Meet Matt Woodring (Woody), a young man whose struggle with addiction led him to years in and out of jail and living  on the streets of Rochester in between. Since finding Recovery he’s been committed to giving back what was so freely given to him and volunteers extensively in the community.  Today, thanks to a scholarship from OASAS, Woody’s preparing to become a Peer Professional.

I grew up in the suburbs. Mine was a chaotic, traumatic childhood, bouncing from school to school, constantly moving, never really understanding why I always felt different, like I never fit in wherever I went, like I was never good enough. I lived in a broken home, torn between my parents, aunts, uncles, and grandparents. One constant was alcohol, my parents were drinkers, my grandparents were drinkers. I was always told by my parents that my grandfather had a drinking problem, and as a teenager, this frightened me, so I turned to drugs. This began with smoking marijuana.

When I began using my life changed. I had found a solution to my problems. Marijuana made me feel better, it helped me to fit in, I became a part of something. I pursued this with everything I had. As I got older, I would continue to pursue what my peers were doing, eventually discovering alcohol, and in my late teens, ecstasy, mushrooms, and LSD. With each new drug I would try, the same effect on my psyche would occur, repeatedly finding new solutions to cover up my anxieties, my fears, making all my problems go away, for a time. I lived in this lifestyle for many years, very functionally. Having found a solution to my inner problems, I saw nothing wrong with my lifestyle. I had all the things I believed I needed in life, a car, a home, a job, and a social circle. On through my twenties, I continued to follow this recipe that had served me so well in my teens. Cocaine, valium, and vicodin would soon enter my life. My lifestyle began to take on a larger and larger importance as I began to need more and more substances to feel better. In this time, I continued to keep people around me who drank and used the way I did. Slowly, several things began to happen. I started to give things up for my habits. First it was certain drugs. I had found that I preferred some drugs over others, so I refined my recipe, so that I could focus on opiates and alcohol all day every day.
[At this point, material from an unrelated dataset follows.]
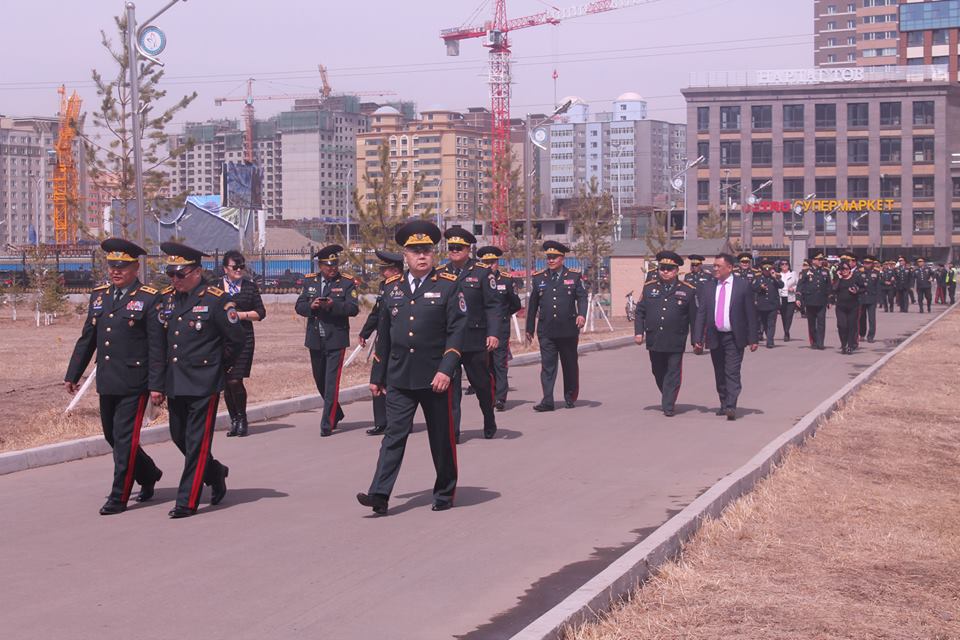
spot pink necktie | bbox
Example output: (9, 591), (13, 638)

I stopped driving, because the expense of having a car was getting in the way of my lifestyle. Cell phones became too expensive, and I gave them up. Morning, noon, and night I used, needing more and more. Before long I had given up everything, my apartment, my job, any friends and family who didn’t use the way I did, until I was left alone, with a bottle in one hand, and a needle in the other, homeless, unemployable. I was sick, and I had no idea. I began to get myself into trouble with the law, and spent years in and out of jail, living on the streets in between.

Eventually, I began to want to change, and I had no idea how to do it. When I first entered treatment, I did not think drugs and alcohol were my problem, I thought myself somehow different, and that I could control my use if I could just find the right environment, there was no shortage of people in my social circle who believed the same things. Relapse after relapse, I continued to spiral downward, people started to disappear, one friend overdosed in my arms, taking his last breath while I frantically called 911, others contracted HIV and Hepatitis C, and still others found themselves in prison for decades. This was what had become of my social circle, my peers. After many failed attempts of doing things my way, I turned to twelve step programs. Here I found people who seemed like me, who had similar stories and experiences. Some of these people had something I wanted, this twinkle in their eyes, an underlying happiness about them, and I wanted what they had. Most of these people were happy to share their experience with me, they helped me get back on my feet, get involved in the community, get my life back together. Slowly but surely I began to learn about my addiction and alcoholism, I got plugged into services that I needed, got off the streets, and I started to want to help those who were still sick and suffering, like people did for me. I wanted to give back what was so freely given to me.

Across all the different services and programs available to me, my experience has been that the greatest help has come from people who have lived the same life as me, the peers. It was suggested to me by those around me that I could get a scholarship, and begin the process of being trained as a peer, so that I can find a job, and begin to take the next step in life. Today, as I continue to volunteer as a peer, and begin to work toward employability, I could not be more grateful that there are programs and scholarships out there to help me get the credentials needed by most employers. I continue to strive on a daily basis to share my experience with others, so that someone else might find a rich, full life, like the one I have today.